A PhD candidate at Computer Science & Engineering at the University of Washington in Seattle

Aleksander is a PhD candidate at Computer Science & Engineering at the University of Washington in Seattle, where he is advised by Steve Seitz. He is also a part of the UW Reality Lab and the Graphics and Imaging Lab (GRAIL). His industrial experience includes several internships at Google and Facebook. Aleksander received his B.S. at the University of Illinois at Urbana-Champaign, during which time he also interned at Qualcomm in San Diego.

Kwang Moo Yi

An assistant professor in the Department of Computer Science of the University of Victoria (UVic)

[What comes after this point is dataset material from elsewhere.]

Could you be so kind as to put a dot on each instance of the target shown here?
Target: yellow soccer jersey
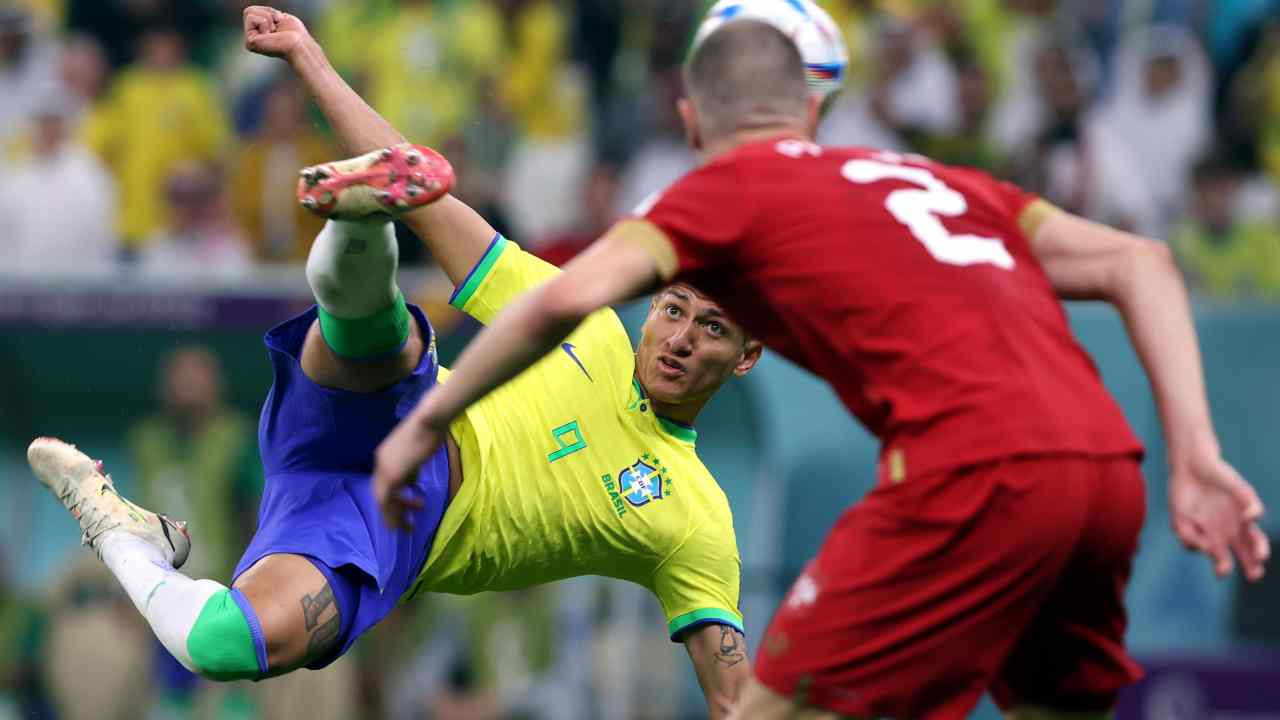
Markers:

Kwang Moo Yi is an assistant professor in the Department of Computer Science of the University of Victoria (UVic). Prior to UVic, he worked as a post-doctoral researcher at the Computer Vision Lab in École Polytechnique Fédérale de Lausanne (EPFL, Switzerland), working with Prof. Pascal Fua and Prof. Vincent Lepetit. He received Ph.D. from Seoul National University, under the supervision of Prof. Jin Young Choi. He received B.Sc. from Seoul National University as well.

Łukasz Kidziński

A researcher at the Stanford University

Łukasz Kidziński is a researcher at the Stanford University, working on the intersection of computer science, statistics, and biomechanics. Previously, he was a researcher in the CHILI group, Computer-Human Interaction in Learning and Instruction, at EPFL. He obtained his Ph.D. training at Université Libre de Bruxelles in mathematical statistics, working on time series analysis and functional data. He obtained two master degrees, in mathematics and in computer science, from the University of Warsaw.

Krzysztof Geras

An assistant professor at the NYU School of Medicine

Krzysztof Geras is an assistant professor at the NYU School of Medicine. He previously worked as a postdoctoral researcher at the NYU Center for Data Science with Prof. Kyunghyun Cho, Prof. Linda Moy and Prof. Sungheon G. Kim.
His main interests are unsupervised learning with neural networks, model compression, transfer learning and evaluation of machine learning models.
During his PhD studies at the University of Edinburgh Professor Geras was supervised by Dr. Charles Sutton. His PhD was kindly sponsored by SICSA and EPSRC. Prior to studying towards a PhD in Machine Learning, he got my BSc and MSc degrees in Computer Science from the University of Warsaw. He worked on his MSc thesis as a visiting student at the University of Edinburgh under the supervision of Dr. Amos Storkey, his second supervisor was Prof. Andrzej Szałas. His thesis was on Machine Learning Markets. He also did industrial internships in Microsoft Research (Redmond, working with Rich Caruana and Abdel-rahman Mohamed), Amazon (Berlin, Ralf Herbrich’s group), Microsoft (Bellevue) and J.P. Morgan (London).

Academic
program

We allow PhDs to use Tooploox as a playground, to test, create and discover the solutions that will shape our world. We run a one-year program where PhD candidates can join us in our research.